A pangenome can also be complete or sparse: it could include every single base difference used in the input data, which lead to a large graph with many nodes and edges, or it could collapse small localized variations into a single node. In this case, the node sequence will be either a representative single sequence or a consensus of all the donor genomes that passed through that node during graph construction. Minigraph takes this latter approach, which is useful since we need to keep the graph complexity low for the problem size to be amenable to existing quantum computers.

We build a simulated genome population using our own tool genome_create with fixed random seeds for reproducibility. The initial genome contains Short-Tandem Repeats, longer CNVs, short and long repeat elements, translocations and inversions, and random point mutations. Each subsequent population member is haploid, being derived from a single randomly chosen previous genome. This is then further modified by the same types of variation listed above, but at a substantially reduced rate, giving rise to a population of similar sequences with a common complex structure that can form population graphs. We use a subset of our population to build the pangenome graph using minigraph. The remaining sequences are used to simulate shotgun sequencing by replicating to 30-fold coverage and fragmenting into short sequences, with a uniform distribution of sequencing errors.
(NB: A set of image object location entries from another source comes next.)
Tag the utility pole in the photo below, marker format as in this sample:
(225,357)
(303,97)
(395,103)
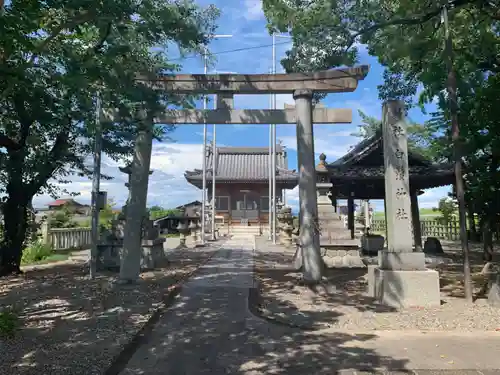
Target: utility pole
(269,206)
(204,161)
(273,146)
(96,177)
(455,136)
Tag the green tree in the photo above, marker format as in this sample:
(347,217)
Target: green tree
(420,137)
(408,39)
(61,219)
(54,58)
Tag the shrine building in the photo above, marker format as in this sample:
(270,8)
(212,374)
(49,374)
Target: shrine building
(242,183)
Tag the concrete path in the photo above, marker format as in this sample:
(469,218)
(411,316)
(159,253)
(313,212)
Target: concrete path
(203,333)
(210,331)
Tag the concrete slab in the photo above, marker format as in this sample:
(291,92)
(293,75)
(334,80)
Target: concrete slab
(403,261)
(406,288)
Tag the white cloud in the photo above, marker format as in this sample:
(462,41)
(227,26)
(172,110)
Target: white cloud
(167,185)
(323,144)
(253,10)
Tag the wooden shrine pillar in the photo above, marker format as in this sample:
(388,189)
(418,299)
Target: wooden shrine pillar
(350,215)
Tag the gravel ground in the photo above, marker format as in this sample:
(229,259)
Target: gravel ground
(73,325)
(340,301)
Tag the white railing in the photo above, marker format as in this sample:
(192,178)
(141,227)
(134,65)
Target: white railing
(69,238)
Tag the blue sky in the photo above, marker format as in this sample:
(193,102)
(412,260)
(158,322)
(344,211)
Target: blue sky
(244,20)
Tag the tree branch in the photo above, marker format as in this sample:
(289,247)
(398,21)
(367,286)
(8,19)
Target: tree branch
(407,21)
(8,143)
(82,18)
(24,119)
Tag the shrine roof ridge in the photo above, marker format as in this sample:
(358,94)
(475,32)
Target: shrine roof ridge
(363,149)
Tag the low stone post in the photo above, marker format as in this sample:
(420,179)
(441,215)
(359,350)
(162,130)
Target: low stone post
(309,234)
(401,279)
(45,229)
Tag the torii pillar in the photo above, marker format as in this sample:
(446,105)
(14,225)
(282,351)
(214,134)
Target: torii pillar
(302,86)
(308,200)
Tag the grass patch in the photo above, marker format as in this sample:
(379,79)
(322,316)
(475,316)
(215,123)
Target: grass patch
(170,235)
(40,253)
(9,322)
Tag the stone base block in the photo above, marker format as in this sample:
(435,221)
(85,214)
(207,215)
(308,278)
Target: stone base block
(406,288)
(342,258)
(414,261)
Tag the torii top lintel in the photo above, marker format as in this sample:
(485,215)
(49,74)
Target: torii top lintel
(326,81)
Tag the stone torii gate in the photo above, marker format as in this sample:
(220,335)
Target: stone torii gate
(225,86)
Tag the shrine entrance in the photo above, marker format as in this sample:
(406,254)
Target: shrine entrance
(225,86)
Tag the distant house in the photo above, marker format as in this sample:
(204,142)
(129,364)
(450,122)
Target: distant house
(168,224)
(191,208)
(71,205)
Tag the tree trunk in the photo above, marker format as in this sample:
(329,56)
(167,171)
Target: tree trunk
(488,239)
(472,224)
(15,225)
(455,137)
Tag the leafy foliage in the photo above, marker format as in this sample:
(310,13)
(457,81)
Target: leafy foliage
(55,58)
(420,137)
(447,207)
(408,38)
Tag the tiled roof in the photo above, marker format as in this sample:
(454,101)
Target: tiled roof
(433,175)
(61,202)
(244,164)
(366,148)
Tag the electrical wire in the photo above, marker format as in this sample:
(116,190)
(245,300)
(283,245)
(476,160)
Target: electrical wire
(228,51)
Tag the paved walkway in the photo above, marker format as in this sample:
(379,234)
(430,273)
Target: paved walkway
(210,331)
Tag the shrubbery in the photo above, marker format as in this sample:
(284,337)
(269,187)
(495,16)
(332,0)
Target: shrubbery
(36,252)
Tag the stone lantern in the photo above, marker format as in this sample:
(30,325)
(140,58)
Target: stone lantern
(183,229)
(193,228)
(285,220)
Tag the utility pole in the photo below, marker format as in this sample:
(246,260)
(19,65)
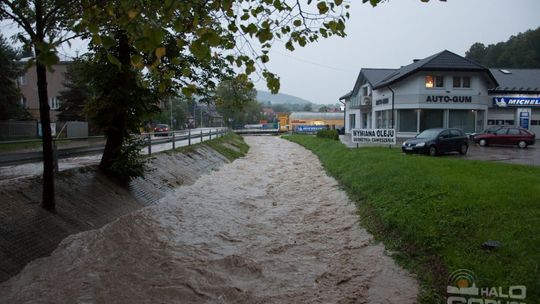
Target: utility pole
(172,127)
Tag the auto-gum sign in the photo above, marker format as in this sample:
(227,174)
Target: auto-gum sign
(374,136)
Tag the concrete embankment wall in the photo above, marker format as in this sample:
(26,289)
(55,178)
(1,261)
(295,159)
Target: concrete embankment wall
(86,199)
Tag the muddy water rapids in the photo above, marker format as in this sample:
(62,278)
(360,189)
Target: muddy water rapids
(271,227)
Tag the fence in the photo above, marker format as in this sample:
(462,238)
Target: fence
(18,129)
(169,140)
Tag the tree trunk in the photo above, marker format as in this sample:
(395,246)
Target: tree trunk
(117,131)
(48,199)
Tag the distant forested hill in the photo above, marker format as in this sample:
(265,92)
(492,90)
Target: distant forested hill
(280,98)
(521,51)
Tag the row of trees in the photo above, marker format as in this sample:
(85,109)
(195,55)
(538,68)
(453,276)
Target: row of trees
(520,51)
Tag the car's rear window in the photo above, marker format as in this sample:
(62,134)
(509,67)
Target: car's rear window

Annotating the graph with copy numbers

For each member of the training set, we produce fake short-read sequencing data. For simplicity, this is single-ended (i.e. not in pairs from a larger template). They are randomly distributed from either strand with a random distribution of base-substitution errors; no indel errors are modelled.

Existing tools that take a short sequence, align it against a graph (GFA) and record the path include GraphAligner, vg giraffe, and minigraph. We also produce our own kmer2node tool. All four tools annotate the GFA with edge-traversal counts and kmer counts within node sequences. The presence of repeats can still be problematic, as multiple paths may exist. It may not be possible to distinguish genuine sequence rearrangements from secondary hits arising from multiple copies of the repeated sequence in the pangenome. When reported, we filter out secondary alignments.

As mentioned earlier, our pangenome graph node sequences are a single representative or consensus sequence. However, the training genomes used to construct that pangenome may have many point mutations and small indels, which reduce kmer match rates. Kmer2node may use a list of recognition sequences, so we align the full-length training genomes to the pangenome using GraphAligner to produce a list of recognition sequences per node instead. This improves our kmer hit rate, but may also decrease the percentage that uniquely map. While indexing the GFA, we also get an estimate of the percentage of kmers we expect to be unique. This provides us with a kmer hit-rate expectation during alignment of short-read data, allowing us to improve the assessment of node sequence depth.

All the tools produce a GFA with kmer counts per node and frequencies of edge traversals. For pathfinder, this is sufficient as it can convert these to depth-normalized counts. To aid consistency, we also use pathfinder’s subgraph connection analysis and depth-normalized counts as input to the QUBO solvers.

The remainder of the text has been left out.